Objectives: The aim of this study was to identify individuals with expertise in ethics analysis in Canada, who might contribute to health technology assessment (HTA); to gauge these individuals’ familiarity with, and experience participating in, the production of HTA.
Methods: A contact list was developed using the Canadian Bioethics Society membership list and faculty listings of Canadian universities, bioethics centers, and health agencies. An eighteen-question email survey was distributed to potential respondents to collect data on demographic information, education and work experience in applied ethics, and involvement in HTA.

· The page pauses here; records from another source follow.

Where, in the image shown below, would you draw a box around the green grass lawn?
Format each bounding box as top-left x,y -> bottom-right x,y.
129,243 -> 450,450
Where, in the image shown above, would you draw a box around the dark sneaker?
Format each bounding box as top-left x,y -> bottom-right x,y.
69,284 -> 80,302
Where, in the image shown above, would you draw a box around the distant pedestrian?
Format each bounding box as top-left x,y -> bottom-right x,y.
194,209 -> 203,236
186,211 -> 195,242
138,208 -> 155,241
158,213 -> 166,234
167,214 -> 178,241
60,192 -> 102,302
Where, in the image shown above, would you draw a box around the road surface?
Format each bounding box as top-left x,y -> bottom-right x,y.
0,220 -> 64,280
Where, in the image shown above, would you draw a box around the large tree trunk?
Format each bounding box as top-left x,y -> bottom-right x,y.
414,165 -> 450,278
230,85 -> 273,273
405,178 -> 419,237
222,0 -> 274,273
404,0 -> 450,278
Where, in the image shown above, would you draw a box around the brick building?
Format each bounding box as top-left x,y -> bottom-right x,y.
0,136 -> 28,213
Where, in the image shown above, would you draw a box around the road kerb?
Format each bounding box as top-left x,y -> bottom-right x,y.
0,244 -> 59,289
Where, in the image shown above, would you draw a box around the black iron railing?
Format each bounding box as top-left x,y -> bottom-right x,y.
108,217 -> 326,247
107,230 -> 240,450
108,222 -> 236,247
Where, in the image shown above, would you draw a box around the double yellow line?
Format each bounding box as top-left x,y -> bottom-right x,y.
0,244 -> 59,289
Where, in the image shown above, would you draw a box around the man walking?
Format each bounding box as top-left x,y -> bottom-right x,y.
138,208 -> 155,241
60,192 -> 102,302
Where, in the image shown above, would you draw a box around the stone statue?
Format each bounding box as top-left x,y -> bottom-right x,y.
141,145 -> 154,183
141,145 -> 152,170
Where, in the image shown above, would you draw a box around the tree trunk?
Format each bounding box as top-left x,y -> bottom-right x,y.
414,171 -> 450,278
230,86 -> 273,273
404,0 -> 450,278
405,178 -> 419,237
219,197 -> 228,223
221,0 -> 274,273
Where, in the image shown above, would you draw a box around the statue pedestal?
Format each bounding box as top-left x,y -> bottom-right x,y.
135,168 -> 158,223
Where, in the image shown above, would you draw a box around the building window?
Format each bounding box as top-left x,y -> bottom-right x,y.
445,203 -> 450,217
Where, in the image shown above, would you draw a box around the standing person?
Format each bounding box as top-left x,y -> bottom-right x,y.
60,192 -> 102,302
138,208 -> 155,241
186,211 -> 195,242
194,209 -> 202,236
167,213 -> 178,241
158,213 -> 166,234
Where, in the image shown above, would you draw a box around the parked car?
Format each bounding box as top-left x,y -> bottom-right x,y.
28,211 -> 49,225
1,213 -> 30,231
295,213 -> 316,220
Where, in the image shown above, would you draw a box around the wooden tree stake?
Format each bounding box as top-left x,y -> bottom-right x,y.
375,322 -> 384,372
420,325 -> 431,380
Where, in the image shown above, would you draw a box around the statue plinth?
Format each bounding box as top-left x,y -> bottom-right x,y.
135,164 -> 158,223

Results: The survey response rate was 52.8 percent (350/663). Respondents worked primarily in academic institutions (50.4 percent) or hospitals (15.4 percent). Many respondents (83.1 percent) had education, formal training, or work-related experience in practical ethics related to health care, with many having a doctorate (34.5 percent) or master's degree (19.0 percent). One quarter (24.5 percent; n = 87) of respondents indicated they had been involved in an analysis of ethical issues for HTA. Almost two-thirds (65.4 percent; n = 165) of those who had not previously participated in ethics analysis believed they might usefully contribute to an analysis of ethical issues in HTA. Experts who have conducted ethics analysis in HTA had more than twice the odds of having education and training in ethics and a PhD than those who might contribute to ethics analysis.
Conclusion: Many people have contributed to ethics analysis in HTA in Canada, and more are willing to do so. Given the absence of a reliable credential for ethics expertise, HTA producers should exercise caution when enlisting ethics experts.